Bucket

Overview

A bucket is a named collection of BSON documents that lives inside a namespace. Buckets are the primary unit of the document model in Kronotop. You insert documents into a bucket, query them with BQL (Bucket Query Language), and manage indexes on their fields.

Buckets are distributed across one or more shards. Each shard is owned by a primary member and optionally replicated to standby members. The number of shards is configured at the cluster level and assigned at bucket creation time.

Documents

Documents are stored internally as BSON. Clients can send documents as JSON. Kronotop converts them to BSON on ingestion. The session’s document format setting controls whether query results are returned as JSON or BSON.

Every document has an _id field of type ObjectId. If the client omits _id on insert, Kronotop generates one automatically. If the client provides an _id, it must be a valid ObjectId. The _id field is immutable. It cannot be changed after insertion.

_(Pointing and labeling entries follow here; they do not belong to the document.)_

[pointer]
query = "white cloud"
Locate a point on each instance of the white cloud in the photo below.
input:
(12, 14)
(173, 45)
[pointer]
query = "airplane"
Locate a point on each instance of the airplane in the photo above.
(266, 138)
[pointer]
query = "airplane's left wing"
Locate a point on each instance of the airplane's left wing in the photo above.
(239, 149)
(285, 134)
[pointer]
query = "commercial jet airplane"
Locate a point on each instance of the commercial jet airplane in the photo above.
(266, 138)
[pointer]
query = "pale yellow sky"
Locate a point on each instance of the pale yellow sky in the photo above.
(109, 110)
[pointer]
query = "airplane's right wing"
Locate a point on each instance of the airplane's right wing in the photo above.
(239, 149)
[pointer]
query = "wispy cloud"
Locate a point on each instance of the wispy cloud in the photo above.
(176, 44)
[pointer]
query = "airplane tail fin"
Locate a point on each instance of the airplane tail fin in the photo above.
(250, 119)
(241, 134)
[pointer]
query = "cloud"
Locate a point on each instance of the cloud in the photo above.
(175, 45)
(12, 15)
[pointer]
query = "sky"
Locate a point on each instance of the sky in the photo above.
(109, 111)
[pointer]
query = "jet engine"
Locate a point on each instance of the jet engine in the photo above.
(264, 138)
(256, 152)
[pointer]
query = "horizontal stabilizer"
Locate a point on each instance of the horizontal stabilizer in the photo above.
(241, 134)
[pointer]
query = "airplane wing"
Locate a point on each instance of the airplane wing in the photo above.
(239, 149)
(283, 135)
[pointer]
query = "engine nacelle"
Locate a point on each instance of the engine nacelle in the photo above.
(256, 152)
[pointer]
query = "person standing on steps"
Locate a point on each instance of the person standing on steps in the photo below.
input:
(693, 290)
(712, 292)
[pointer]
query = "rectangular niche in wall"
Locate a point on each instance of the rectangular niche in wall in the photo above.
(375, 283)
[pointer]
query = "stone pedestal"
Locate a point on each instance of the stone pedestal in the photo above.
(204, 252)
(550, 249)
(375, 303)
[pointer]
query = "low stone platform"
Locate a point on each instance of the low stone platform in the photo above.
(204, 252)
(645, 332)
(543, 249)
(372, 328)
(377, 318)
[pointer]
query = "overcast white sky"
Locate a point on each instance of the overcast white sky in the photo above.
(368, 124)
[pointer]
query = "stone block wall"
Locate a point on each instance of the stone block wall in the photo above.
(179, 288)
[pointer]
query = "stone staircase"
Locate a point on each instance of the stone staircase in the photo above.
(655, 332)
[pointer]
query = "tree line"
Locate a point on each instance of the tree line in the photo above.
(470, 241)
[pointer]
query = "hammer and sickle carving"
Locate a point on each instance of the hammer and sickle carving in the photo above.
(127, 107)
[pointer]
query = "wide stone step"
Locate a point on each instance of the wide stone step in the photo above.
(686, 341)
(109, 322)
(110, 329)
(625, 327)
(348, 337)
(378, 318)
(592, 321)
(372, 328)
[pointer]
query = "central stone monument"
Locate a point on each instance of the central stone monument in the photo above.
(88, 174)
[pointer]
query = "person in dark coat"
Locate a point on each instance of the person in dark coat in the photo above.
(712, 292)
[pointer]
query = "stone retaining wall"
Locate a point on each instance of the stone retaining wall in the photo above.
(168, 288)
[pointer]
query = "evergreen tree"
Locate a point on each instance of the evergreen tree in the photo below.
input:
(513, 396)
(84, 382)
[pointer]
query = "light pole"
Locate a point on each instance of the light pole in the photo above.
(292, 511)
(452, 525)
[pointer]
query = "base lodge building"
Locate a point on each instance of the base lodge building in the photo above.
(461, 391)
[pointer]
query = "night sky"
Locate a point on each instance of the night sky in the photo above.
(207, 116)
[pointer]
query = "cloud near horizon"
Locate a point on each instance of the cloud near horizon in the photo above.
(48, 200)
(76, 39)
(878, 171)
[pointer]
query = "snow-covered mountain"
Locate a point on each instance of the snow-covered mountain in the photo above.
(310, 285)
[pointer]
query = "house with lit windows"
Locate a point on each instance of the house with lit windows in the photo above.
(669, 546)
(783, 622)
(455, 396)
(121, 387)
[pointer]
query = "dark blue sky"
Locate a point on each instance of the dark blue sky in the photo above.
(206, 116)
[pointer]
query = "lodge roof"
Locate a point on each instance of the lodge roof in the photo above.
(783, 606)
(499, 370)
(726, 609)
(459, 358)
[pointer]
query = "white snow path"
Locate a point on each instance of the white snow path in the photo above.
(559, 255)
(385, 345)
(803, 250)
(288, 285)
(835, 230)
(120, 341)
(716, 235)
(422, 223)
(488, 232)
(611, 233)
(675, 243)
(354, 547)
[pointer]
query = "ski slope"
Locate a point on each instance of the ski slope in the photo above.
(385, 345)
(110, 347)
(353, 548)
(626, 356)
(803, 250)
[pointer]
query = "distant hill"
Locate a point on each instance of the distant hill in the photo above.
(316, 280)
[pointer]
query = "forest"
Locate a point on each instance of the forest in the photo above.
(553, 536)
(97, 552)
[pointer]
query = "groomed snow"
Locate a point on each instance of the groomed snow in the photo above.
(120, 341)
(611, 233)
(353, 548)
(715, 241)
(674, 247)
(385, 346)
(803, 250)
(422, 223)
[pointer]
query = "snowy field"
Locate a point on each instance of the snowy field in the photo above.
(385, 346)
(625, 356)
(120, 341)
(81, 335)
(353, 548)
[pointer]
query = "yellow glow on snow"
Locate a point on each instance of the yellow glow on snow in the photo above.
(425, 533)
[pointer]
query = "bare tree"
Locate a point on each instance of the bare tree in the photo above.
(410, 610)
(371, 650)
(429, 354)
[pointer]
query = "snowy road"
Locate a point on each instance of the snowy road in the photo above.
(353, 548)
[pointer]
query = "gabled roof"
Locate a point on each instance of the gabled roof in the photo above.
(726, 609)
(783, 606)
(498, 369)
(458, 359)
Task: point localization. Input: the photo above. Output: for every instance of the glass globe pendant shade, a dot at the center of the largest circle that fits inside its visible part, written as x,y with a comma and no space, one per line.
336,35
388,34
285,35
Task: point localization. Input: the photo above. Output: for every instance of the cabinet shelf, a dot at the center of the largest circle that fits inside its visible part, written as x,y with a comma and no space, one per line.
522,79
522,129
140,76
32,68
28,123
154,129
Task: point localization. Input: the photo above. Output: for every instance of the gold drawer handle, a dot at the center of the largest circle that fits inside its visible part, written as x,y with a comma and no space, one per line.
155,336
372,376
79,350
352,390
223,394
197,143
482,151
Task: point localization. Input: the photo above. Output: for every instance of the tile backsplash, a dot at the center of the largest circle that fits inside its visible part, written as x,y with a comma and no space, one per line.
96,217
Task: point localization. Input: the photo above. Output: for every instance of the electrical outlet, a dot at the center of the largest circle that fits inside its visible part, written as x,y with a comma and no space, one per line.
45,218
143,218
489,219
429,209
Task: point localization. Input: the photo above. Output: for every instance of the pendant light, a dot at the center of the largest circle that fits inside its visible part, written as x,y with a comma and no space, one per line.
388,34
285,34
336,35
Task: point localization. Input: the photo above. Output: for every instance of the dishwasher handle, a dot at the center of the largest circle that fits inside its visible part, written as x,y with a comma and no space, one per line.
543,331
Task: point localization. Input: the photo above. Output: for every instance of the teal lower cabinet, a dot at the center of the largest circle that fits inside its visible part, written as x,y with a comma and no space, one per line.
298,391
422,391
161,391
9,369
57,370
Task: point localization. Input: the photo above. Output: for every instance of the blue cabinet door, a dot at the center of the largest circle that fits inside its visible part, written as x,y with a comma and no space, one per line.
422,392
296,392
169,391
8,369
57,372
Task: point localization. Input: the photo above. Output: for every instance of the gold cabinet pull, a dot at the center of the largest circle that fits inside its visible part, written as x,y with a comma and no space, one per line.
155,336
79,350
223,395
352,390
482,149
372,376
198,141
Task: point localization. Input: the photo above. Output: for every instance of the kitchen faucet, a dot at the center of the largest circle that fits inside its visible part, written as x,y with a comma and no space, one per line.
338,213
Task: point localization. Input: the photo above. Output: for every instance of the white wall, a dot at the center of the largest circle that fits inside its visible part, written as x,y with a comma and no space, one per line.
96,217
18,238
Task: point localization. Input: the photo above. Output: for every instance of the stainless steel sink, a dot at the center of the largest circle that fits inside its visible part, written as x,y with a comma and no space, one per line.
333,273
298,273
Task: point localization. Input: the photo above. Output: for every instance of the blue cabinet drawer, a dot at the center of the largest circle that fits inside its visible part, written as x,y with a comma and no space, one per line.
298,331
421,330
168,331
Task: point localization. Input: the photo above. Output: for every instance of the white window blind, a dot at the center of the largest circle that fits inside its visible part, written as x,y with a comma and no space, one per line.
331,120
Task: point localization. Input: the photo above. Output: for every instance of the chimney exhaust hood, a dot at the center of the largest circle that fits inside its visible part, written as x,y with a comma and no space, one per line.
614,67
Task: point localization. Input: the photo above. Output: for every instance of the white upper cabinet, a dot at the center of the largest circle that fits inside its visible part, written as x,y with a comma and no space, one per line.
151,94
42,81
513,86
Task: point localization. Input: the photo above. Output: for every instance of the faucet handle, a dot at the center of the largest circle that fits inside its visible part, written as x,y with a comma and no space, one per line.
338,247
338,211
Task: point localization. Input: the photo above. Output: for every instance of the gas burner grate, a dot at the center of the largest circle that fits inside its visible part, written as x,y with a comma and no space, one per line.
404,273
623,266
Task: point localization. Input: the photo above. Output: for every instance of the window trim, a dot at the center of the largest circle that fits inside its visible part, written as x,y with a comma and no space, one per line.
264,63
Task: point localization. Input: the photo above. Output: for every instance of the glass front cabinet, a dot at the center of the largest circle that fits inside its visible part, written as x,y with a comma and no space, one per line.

> BUCKET.INSERT users DOCS '{"name": "Alice", "age": 30}'
1) "6835a1c0e4b0f72a3c000001"

> BUCKET.INSERT users DOCS '{"name": "Bob", "age": 25}' '{"name": "Carol", "age": 42}'
1) "6835a1c0e4b0f72a3c000002"
2) "6835a1c0e4b0f72a3c000003"

The returned value is a list of ObjectIds assigned to the inserted documents.

Query Language (BQL)

BQL is the filter language used by BUCKET.QUERY, BUCKET.DELETE, and BUCKET.UPDATE. Filters are JSON objects containing field names and operator expressions.

Comparison Operators

Operator	Description
`$eq`	Equal to
`$ne`	Not equal to
`$gt`	Greater than
`$gte`	Greater than or equal to
`$lt`	Less than
`$lte`	Less than or equal to

Logical Operators

Operator	Description
`$and`	All conditions must match
`$or`	At least one condition must match
`$nor`	None of the conditions must match
`$not`	Negates a condition

Array Operators

Operator	Description
`$in`	Field matches any value in the array
`$nin`	Field matches none of the values
`$all`	Array field contains all specified values
`$elemMatch`	Array element matches a sub-query
`$size`	Array has the specified length

Other Operators

Operator	Description
`$exists`	Field exists or is absent

Sorting and Pagination

BUCKET.QUERY and BUCKET.UPDATE accept SORTBY <field> <ASC|DESC> to control result ordering and LIMIT <n> to cap the number of documents processed per batch. Results are paginated through cursors. Call BUCKET.ADVANCE to fetch the next batch, and BUCKET.CLOSE to release the cursor when done.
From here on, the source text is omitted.